J'arrive aux antennes, quoiqu'il arrive je suis à distance de plané de Lumbin donc j'aurais pas à me vacher dans des conditions pourries... Ça secoue vraiment vraiment... J'aurais du me poser avec Jess, je savais bien que j'allais en chier à passer sous le vent des thermiques à chaque fois.  Et là CRACK. Le stab' droit qui vient toucher le stab' gauche. "PUTA****". [Tous les chamois lèvent la tête à l'écoute de ce crie de détresse].

#Starting Failsafe Mode; #All main cognitive functions suspended; #Initiate Adrenaline Rush; [Warning : Adrenaline and energy levels low... low... low... critical...]; t=0;

t=0.3s; Appuie sellette du côté opposé à la fermeture. t=0.5s; Tension à gauche mais pas sur-piloter. t=0.8s Check visuel pas de cravate pour l'instant. t=1s La tension revient à droite, ça ré-ouvre comme ça a fermé. PAS SURPILOTER MAIS PUTA*N QUE JE SUIS TENDU. t=1.5s Recheck, toujours pas de cravate, voile bien ouverte, j'ai gardé le cap... Par contre ça secoue toujours méchamment, je tiens bien la voile avec mes mains tremblantes.

Plus qu'une idée en tête : poser. Je continue mon cheminement vers l'attero du syndic. J'observe les voiles qui posent, apparemment je suis pas le seul à en avoir marre. C'est carnage. la manche à air indique un sud tranquille, mais tout le monde se pète la gueule. Le temps que j'arrive pas un seul reste debout au poser. Ça promet. Je garde en tête mon seul objectif fixé pour la journée : poser entier.

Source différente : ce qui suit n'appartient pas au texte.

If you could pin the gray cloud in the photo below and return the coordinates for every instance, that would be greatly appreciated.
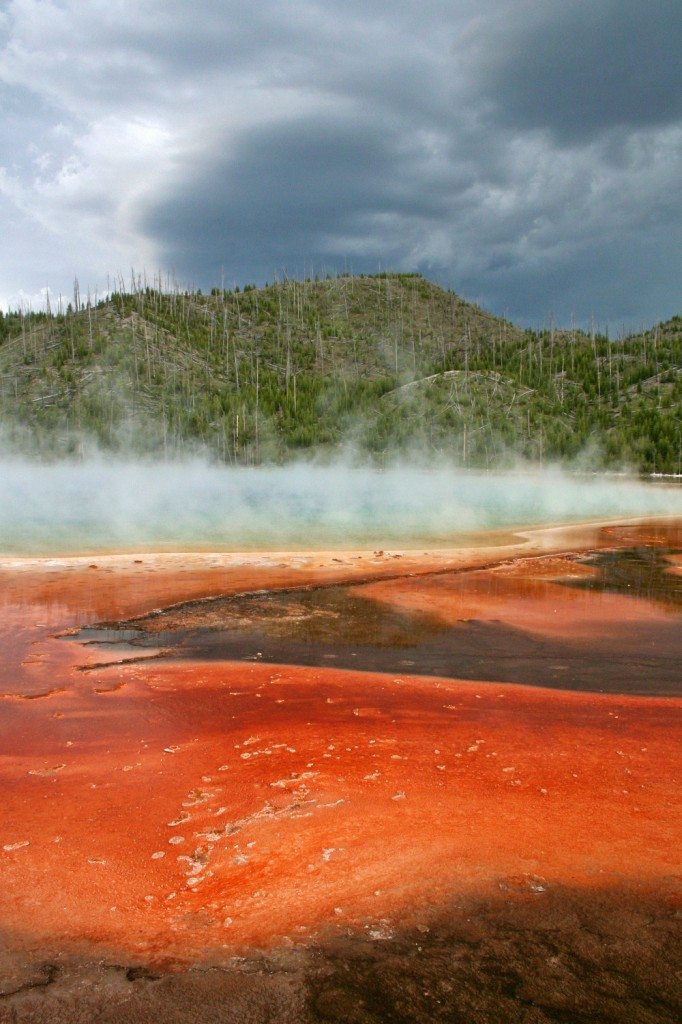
(527, 155)
(581, 68)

Montagnes russes en approche, +4 au dessus du village, -3 en finale. Ça tombe bien je vais finir court et pas dans la pente qui monte. "And another one gone, another one gone, another one bites the dust. Hey, I'm gonna get you too..." Oh no you won't, coup de bol (le nom que les rageux donnent au talent) je pose debout, tranquillement. Non sans petit pompage. Pas de posé Mac Twist pour cette fois. Mais je suis entier, mission accomplie. La voile tombe devant moi, m'indiquant un léger cul, mis en valeur par le moniteur qui pose en biplace juste à coté de moi, travers, qui se fait traîner. Un cocon plus loin, qui pose à 30 à l'heure, qui re-rentre ses jambes dans son cocon et qui frotte sur 10m avant de s’arrêter... Plus loin encore un posé sur le cul qui finit en faceplant avec la force de l'impact. Pendant ce temps là, la manche à air indique toujours léger face tranquilou. Ok merci de l'info.

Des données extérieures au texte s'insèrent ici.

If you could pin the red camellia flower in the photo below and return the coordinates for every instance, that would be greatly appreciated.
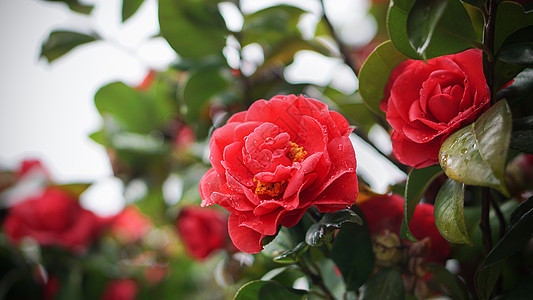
(121, 289)
(386, 213)
(54, 218)
(274, 161)
(130, 225)
(203, 231)
(426, 102)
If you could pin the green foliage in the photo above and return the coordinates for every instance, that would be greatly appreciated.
(476, 154)
(61, 42)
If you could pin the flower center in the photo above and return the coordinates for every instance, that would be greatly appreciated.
(296, 154)
(272, 189)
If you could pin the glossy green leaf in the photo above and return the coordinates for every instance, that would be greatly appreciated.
(194, 29)
(447, 282)
(129, 8)
(61, 42)
(476, 154)
(357, 264)
(375, 73)
(268, 290)
(292, 255)
(449, 212)
(453, 33)
(322, 231)
(387, 284)
(422, 21)
(76, 6)
(518, 234)
(417, 183)
(510, 18)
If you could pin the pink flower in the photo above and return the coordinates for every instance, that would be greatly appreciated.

Je remballe, tout le monde a l'air d'aller bien, mais je lis la même incompréhension sur le visage de tout les pilotes. Et c'est pas que le posé qui les interroges !

La journée s'est soldée par trois vachages sur les 7 pilotes du club en l'air. Et à priori tout le monde a eu plus ou moins le même ressenti !

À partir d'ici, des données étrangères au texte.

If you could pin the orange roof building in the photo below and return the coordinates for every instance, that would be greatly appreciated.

Pour résumer : une fatigue certaine au déco, une motivation pas sans faille, des conditions (très toniques), un Nord-Est soutenu qu'aucune prévision n'avait anticipé. Ça faisait beaucoup de curseurs rouges que j'aurais du écouter en ce qui me concerne. Des fois il vaut mieux regretter d'être au sol que regretter d'être en l'air.